Four friends analyzed the system of equations 6y=(2/3) x+5 and 6y−(1/2)x=5. Remy, Viola, Burke, and Florence each reached a different conclusion about the system of equations.

Which friend analyzed the system correctly and drew the correct conclusion?
A) Viola noticed that each equation has the same slope but a different y-intercept, so she concluded that the system has no solution.
B) Remy noticed that there are two equations and two unknowns, and that each equation has a different slope, so she concluded that the system probably has at least one solution.
C) Burke noticed that each equation has the same slope and same y-intercept, so she concluded that there must be infinitely many solutions.
D) Florence noticed that the system has the same number of unknowns and equations, so she concluded that the system must have at least one solution.

Answer 1

Remy made the correct conclusion regarding the system of equations by identifying that each equation has a different slope and therefore, the system has exactly one solution.

Step-by-step explanation:

The student asked which friend analyzed the system of equations correctly. The two given equations are 6y=(2/3)x+5 and 6y−(1/2)x=5. To determine the correct conclusion, we need to analyze the slope and y-intercept of each line.

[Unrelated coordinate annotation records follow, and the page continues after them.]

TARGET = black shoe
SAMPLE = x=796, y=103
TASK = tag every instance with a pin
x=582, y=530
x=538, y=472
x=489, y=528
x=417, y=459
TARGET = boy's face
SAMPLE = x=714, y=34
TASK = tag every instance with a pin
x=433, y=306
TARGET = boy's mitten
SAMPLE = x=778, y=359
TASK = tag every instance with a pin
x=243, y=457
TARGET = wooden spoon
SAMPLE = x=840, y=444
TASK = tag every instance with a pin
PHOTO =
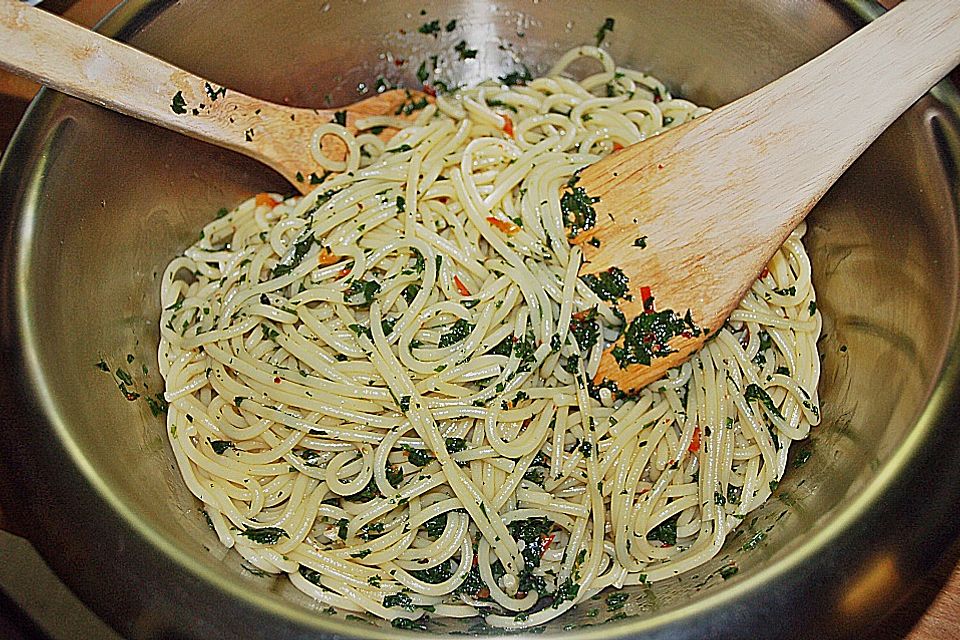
x=86, y=65
x=712, y=200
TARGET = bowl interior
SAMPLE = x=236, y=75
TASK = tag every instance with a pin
x=109, y=201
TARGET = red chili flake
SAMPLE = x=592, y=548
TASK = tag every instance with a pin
x=462, y=288
x=647, y=298
x=326, y=257
x=507, y=125
x=547, y=541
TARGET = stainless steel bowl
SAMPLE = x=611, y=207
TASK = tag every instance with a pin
x=95, y=204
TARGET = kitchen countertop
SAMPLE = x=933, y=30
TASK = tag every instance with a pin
x=34, y=604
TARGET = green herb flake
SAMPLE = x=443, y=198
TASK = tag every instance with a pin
x=577, y=209
x=728, y=572
x=455, y=445
x=431, y=28
x=755, y=392
x=464, y=52
x=514, y=78
x=617, y=600
x=220, y=446
x=666, y=531
x=457, y=332
x=610, y=285
x=754, y=540
x=408, y=625
x=264, y=535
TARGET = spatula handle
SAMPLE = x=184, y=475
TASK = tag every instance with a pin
x=79, y=62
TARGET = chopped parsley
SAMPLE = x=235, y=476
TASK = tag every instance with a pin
x=418, y=457
x=609, y=285
x=755, y=392
x=158, y=404
x=264, y=535
x=434, y=575
x=666, y=531
x=577, y=209
x=568, y=590
x=300, y=248
x=514, y=78
x=431, y=28
x=728, y=572
x=436, y=525
x=648, y=336
x=408, y=624
x=401, y=600
x=220, y=446
x=410, y=292
x=605, y=28
x=455, y=445
x=361, y=292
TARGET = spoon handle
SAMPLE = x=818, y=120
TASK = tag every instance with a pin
x=79, y=62
x=716, y=197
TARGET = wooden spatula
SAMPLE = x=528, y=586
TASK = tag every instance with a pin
x=711, y=201
x=86, y=65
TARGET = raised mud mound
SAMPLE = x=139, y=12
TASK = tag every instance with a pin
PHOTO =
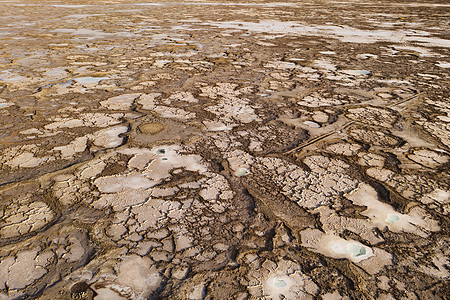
x=224, y=150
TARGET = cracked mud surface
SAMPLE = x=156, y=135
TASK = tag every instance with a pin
x=224, y=150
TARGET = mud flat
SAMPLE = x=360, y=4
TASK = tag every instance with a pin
x=224, y=150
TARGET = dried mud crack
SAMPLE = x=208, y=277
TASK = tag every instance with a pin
x=224, y=150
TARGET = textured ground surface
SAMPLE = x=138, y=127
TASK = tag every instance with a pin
x=229, y=150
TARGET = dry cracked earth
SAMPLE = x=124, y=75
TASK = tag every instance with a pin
x=224, y=150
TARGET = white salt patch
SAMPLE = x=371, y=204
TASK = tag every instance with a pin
x=241, y=172
x=342, y=33
x=122, y=102
x=382, y=215
x=109, y=137
x=356, y=72
x=349, y=249
x=115, y=184
x=312, y=124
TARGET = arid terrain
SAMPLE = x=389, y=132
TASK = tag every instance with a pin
x=224, y=150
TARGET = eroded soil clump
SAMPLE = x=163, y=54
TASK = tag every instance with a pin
x=229, y=150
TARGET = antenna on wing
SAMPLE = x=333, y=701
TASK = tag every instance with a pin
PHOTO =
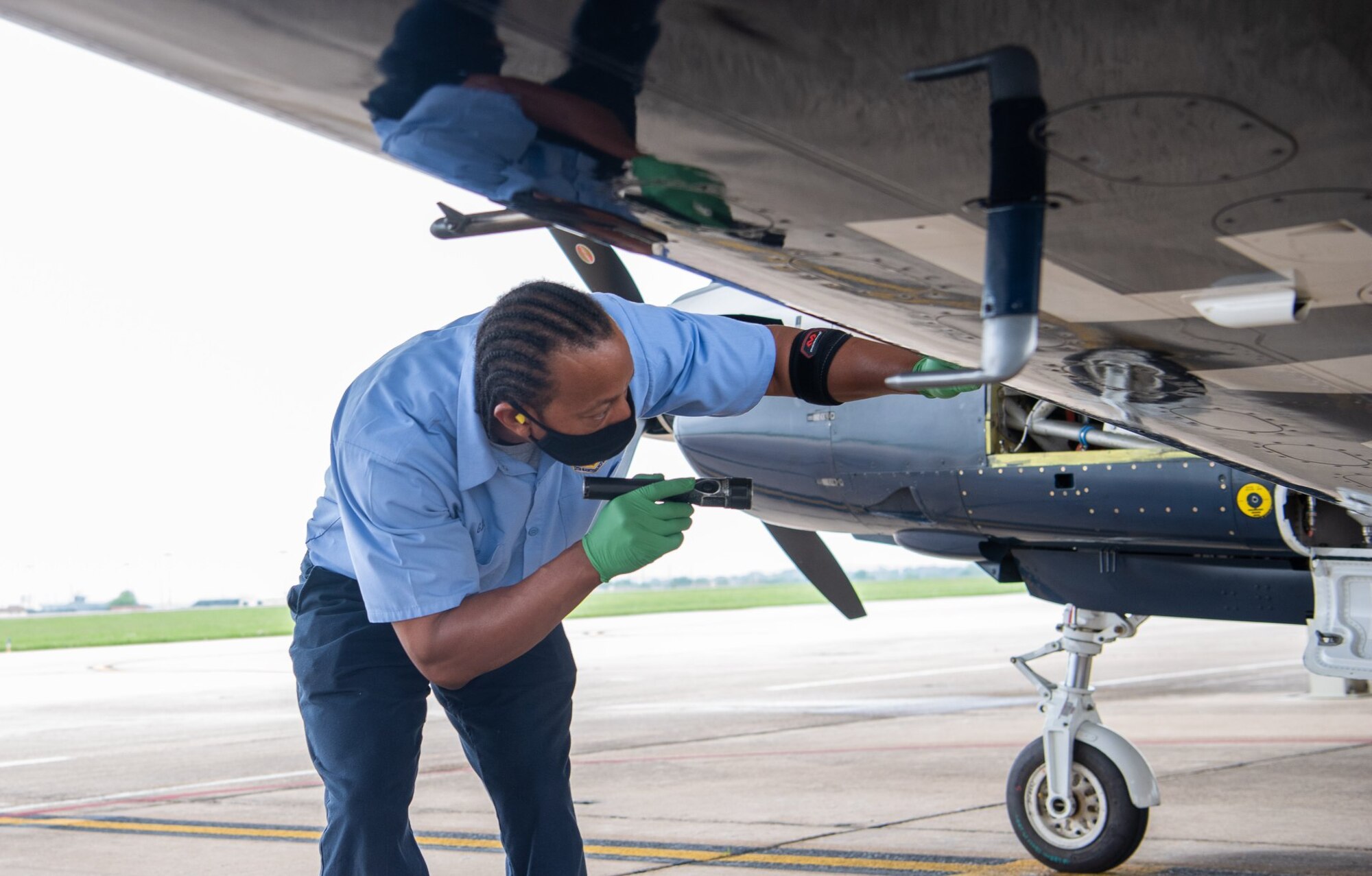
x=599, y=265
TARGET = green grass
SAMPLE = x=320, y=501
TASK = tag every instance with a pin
x=145, y=626
x=149, y=626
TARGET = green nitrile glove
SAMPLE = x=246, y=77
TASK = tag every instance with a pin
x=688, y=193
x=930, y=363
x=637, y=528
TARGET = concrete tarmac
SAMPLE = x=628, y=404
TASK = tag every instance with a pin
x=774, y=739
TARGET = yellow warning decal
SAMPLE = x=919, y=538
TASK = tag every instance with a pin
x=1255, y=500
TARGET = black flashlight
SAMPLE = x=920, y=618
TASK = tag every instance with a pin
x=736, y=493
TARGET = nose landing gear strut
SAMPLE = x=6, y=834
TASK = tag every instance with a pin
x=1079, y=798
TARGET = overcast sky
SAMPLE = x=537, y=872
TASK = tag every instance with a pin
x=187, y=290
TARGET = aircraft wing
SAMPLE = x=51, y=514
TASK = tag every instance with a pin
x=1207, y=161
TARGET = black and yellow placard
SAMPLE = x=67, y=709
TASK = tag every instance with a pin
x=1255, y=500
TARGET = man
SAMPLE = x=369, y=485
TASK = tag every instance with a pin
x=452, y=540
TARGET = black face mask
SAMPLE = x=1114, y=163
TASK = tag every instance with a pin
x=587, y=449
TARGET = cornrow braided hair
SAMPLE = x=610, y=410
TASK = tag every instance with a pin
x=521, y=331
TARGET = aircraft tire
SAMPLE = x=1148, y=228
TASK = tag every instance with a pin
x=1107, y=827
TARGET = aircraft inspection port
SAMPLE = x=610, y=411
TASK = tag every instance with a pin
x=774, y=739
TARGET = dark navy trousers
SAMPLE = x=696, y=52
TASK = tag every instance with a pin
x=364, y=705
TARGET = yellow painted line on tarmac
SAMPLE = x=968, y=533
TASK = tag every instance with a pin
x=658, y=851
x=703, y=855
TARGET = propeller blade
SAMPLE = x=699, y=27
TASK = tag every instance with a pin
x=599, y=265
x=817, y=562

Let's rewrite the equations in the slope-intercept form y=mx+b to clearly see the slope (m) and the y-intercept (b):

• For the first equation, y=((2/3)/6)x + (5/6) which simplifies to y=(1/9)x + (5/6)
• For the second equation, y=((1/2)/6)x + (5/6) which simplifies to y=(1/12)x + (5/6)

Now we see that the slopes of both the equations are different, (1/9) ≠ (1/12), and they have the same y-intercept (5/6). Therefore, these two lines intersect at only one point and the system has exactly one solution. The correct conclusion is made by Remy: there are two equations and two unknowns, and each equation has a different slope, so she concluded that the system probably has at least one solution.